07/02/2021 | by HERITAGES_OFF

« Qu’est-ce que la Gaule ? C’était un territoire grand comme la France et la Belgique, peuplé par les Gaulois. Et qui étaient les Gaulois ? De féroces guerriers aux torses nus et ennemis des Romains, les Belges étaient les plus vaillants. ». Voici ce que tout un chacun sait de la Gaule et des Gaulois, avec peut-être l’hydromel et le sanglier (Astérix et Obélix oblige). Or la Gaule, ce n’est pas tout à fait la France, et les Gaulois, furent certes de vaillants guerriers, mais aussi des artisans délicats.  

La Gaule est un espace mal indéfini. 

César la divisait en trois parties : l’Aquitaine, puis au-delà de la Garonne la Gaule « celtique », et enfin entre la Seine et le Rhin la Gaule « Belgique ». Or ces divisions sont arbitraires. En ce temps-là, en effet, la géographie ne fixait pas les limites des peuples, et l’on pouvait trouver des Germains des deux côtés du Rhin. Par ailleurs, Strabon, géographe grec du Ier siècle avant J.C., soulignait que les aquitains étaient très différents des autres peuples de Gaule, et l’on sait désormais que ces ancêtres des basques n’étaient pas des gaulois.[1]

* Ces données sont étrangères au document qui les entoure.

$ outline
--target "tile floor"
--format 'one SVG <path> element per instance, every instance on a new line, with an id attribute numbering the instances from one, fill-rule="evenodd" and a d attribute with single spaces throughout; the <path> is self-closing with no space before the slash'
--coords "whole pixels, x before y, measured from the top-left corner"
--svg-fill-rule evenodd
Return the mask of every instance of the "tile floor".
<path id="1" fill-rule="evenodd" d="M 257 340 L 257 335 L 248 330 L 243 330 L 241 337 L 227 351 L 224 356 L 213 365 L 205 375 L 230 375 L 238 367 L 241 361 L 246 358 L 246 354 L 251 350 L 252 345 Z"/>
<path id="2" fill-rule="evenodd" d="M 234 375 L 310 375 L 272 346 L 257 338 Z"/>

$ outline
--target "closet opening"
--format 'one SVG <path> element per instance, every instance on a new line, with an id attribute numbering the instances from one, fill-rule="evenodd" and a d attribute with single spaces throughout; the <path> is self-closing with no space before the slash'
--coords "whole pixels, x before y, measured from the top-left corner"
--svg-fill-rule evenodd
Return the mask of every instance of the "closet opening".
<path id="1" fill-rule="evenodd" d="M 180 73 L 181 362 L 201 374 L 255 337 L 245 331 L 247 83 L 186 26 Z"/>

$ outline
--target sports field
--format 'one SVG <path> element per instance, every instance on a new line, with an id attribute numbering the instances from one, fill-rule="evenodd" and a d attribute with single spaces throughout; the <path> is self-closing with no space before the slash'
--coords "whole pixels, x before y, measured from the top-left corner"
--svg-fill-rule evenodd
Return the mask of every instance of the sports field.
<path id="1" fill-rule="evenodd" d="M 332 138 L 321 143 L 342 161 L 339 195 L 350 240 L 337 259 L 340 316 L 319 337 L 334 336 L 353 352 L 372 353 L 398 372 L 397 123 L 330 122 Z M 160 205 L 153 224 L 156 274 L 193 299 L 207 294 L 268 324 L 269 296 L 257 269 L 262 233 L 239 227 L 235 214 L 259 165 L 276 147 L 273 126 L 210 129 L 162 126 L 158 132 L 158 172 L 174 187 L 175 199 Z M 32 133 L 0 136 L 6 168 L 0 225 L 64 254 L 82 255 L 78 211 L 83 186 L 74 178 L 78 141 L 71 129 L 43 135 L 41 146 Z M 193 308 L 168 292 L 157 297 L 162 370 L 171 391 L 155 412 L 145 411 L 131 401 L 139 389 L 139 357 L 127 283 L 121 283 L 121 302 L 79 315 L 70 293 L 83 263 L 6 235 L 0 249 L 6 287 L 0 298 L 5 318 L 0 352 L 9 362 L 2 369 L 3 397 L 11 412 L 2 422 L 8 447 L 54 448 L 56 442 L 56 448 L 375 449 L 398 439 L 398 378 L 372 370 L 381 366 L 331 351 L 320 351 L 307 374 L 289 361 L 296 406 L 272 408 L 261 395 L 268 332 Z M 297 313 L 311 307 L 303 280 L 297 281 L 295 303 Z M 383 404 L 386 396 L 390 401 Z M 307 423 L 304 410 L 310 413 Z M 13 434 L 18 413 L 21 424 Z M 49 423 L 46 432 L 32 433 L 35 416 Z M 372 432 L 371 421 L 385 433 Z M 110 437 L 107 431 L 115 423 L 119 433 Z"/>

La Gaule, ce n’était donc pas un espace en soi ; c’était une construction politique faite par César, qui lia arbitrairement des peuples sur un territoire arbitrairement délimité. 

Qui étaient les Gaulois ?

Les Gaulois constituaient pourtant des groupes de peuples homogènes. Tout d’abord, les gaulois étaient des celtes. Les celtes étaient des peuples guerriers et migrateurs originaires d’Allemagne du sud, qui se sont étendus de la Hongrie actuelle aux îles britanniques et à l’Espagne. D’ailleurs, la Guerre des Gaules débute lorsque les Helvètes, peuple gaulois qui habitait la Suisse actuelle, décidèrent de traverser la Gaule pour aller s’installer en Poitou.

Mais le temps passant, il n’y eut plus grand-chose en commun entre des celtes d’Irlande et des celtes d’Europe centrale. Les Gaulois eux-mêmes étaient une mosaïque de peuples, chacun occupant un oppidum (une ville-forteresse, comme Lutèce ou Alésia) et le territoire alentour. Les Eduens, les Arvernes, les Helvètes sont sans doute les plus connus. Souvent en guerre, ces peuples partageaient toutefois de nombreux points communs.

Le courage guerrier ou le courage gaulois, Baron François GERARD

La culture : langue et religion

Les peuples gaulois étaient culturellement proches. En effet, même si les gaulois n’avaient pas une langue unique, ils parlaient plusieurs dialectes très proches, chaque peuple ayant le sien. L’on a peu de traces cependant de ces dialectes, l’écriture n’ayant pas fait partie de la culture gauloise.

La culture celte en général, et gauloise en particulier, reposait en effet essentiellement voire uniquement sur la transmission orale, au point de n’avoir pas d’alphabet.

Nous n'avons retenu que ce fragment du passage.